When you have a cold, there’s Nyquil. If you have a stomachache, there’s Pepto Bismol and if you have a toothache, there’s Orajel. No matter what ailment you’re suffering from there seems to be a magical elixir, and in the past few years, antidepressants have become the face of relief for conditions such as depression and anxiety. But what if these disorders are being over diagnosed making these potentially dangerous medications unnecessary?
The Centers for Disease Control released a study that concluded that antidepressants were the most commonly prescribed medication in the United States in 2005 with 118 million out of 2.4 billion prescriptions being antidepressants. Alarmingly, Dr.

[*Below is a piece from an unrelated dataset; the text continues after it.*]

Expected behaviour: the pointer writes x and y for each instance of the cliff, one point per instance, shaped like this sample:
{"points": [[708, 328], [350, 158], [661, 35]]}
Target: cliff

Kelly Posner, an assistant professor at Columbia University College of Physicians and Surgeons, says statistics show that 25 percent of adults will have major depressive episodes throughout the course of their lifetime. Even more startling, a study conducted by the New England Journal of Medicine found that 25 to 50 percent of college students across the nation who decide to go to counseling are on antidepressants beforehand.

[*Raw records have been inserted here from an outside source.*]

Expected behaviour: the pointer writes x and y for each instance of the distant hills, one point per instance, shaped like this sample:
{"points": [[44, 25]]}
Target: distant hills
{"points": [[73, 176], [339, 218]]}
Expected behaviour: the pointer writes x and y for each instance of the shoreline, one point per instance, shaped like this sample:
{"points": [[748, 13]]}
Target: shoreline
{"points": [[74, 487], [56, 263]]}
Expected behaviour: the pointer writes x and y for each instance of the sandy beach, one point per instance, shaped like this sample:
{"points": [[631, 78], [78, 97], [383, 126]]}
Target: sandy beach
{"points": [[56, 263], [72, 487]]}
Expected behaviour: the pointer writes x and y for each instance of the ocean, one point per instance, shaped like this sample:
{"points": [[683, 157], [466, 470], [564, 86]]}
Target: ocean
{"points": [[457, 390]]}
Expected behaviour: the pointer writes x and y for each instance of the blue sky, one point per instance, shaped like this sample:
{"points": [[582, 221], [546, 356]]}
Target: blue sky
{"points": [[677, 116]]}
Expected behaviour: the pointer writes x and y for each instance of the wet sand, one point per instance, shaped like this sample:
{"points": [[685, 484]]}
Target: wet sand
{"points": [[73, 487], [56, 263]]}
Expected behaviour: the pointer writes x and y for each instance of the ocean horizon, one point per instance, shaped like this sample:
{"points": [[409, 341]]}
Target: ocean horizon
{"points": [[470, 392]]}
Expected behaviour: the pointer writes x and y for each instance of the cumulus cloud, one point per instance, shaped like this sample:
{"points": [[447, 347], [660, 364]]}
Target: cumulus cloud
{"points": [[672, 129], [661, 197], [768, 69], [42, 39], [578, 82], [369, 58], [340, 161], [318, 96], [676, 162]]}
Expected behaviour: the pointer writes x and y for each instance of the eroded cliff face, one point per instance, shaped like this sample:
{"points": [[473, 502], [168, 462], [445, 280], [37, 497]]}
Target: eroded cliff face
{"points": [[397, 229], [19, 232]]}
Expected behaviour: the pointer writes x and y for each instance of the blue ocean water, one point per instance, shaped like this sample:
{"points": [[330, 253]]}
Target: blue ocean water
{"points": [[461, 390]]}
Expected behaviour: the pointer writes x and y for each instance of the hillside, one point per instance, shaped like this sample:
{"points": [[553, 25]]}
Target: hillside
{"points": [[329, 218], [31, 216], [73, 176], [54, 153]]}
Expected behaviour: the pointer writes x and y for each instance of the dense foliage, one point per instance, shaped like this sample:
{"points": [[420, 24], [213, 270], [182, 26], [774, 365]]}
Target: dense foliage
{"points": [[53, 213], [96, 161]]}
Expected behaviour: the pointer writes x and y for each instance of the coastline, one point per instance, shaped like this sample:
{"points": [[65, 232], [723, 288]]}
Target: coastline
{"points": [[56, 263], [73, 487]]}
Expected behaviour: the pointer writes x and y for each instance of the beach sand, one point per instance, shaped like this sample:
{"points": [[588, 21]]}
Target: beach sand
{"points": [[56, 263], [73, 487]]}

It cannot be denied that a vast amount of people on antidepressants are greatly helped from these medications, for some they really do make the difference between life and death, but what about the rest of us? Lately, it seems like all you have to do is walk into any physician’s office and tell him or her that you’re feeling down and—BAM—they will refer you to a psychiatrist who will load you up with pills to erase your worries. Seems too good to be true? Well, it’s not. I’ve gone through this experience personally, and sometimes it’s even easier than that. Primary doctors even prescribe antidepressants, no questions asked. For other medical conditions, getting the right medications can be a lengthy and carefully considered process. With antidepressants, I feel this is not the case.

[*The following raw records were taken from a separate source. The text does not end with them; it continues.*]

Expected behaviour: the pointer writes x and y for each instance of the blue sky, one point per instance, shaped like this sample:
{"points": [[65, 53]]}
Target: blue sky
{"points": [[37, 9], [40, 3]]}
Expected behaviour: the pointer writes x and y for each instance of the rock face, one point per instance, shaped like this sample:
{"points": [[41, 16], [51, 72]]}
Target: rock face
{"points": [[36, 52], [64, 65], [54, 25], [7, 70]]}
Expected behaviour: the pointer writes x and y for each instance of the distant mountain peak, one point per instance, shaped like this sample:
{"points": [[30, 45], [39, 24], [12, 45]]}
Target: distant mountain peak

To prove this point, all I have to do is reach into my own personal experiences. After being off antidepressants for years due to adverse effects and lack of solving my sadness, I consulted a psychiatrist last fall. Within the first 20 minutes of the doctor meeting me, he was convinced I had generalized anxiety disorder. When I raised an eyebrow to his sudden diagnosis, he assured me that he was right 99.9 percent of the time the first time he diagnosed someone. I made the feeble-minded mistake of trusting him and I too got loaded up on these so-called “happy” pills. He had to up my dosage four times and still the medication ceased to work. When I confronted him about it and asked if he could have been wrong about my “illness” he insisted he was positive I had generalized anxiety disorder. Today I am seeing a counselor and no longer taking any medications. My new counselor’s diagnosis? I don’t have GAD, nor do I have any other mental disorder.
Unfortunately, I’m not alone. Not only do I have personal friends who were misdiagnosed and given unnecessary antidepressant medications, but thousands of people across the country are overprescribed as well. The Journal of Clinical Psychiatry released information in 2011 stating that one-fourth of Americans on antidepressants were never diagnosed with conditions that would warrant taking them in the first place. There may not be blood tests or brain scans to prove a patient has bipolar disorder, depression, anxiety or other mental illnesses, but the bottom line is that doctors need to take the time to properly evaluate someone’s symptoms before giving them such a risky medication. These medications are known to cause suicidal thoughts in teens and young adults and a vast array of other problems such as fatigue, dry mouth, worsening of depression, erectile dysfunction—you name it. In the end, we must be our own advocates when it comes to these medications and decide if we will join the millions of Americans walking around right now drugged up on antidepressants—too many of them over-diagnosed or not diagnosed at all.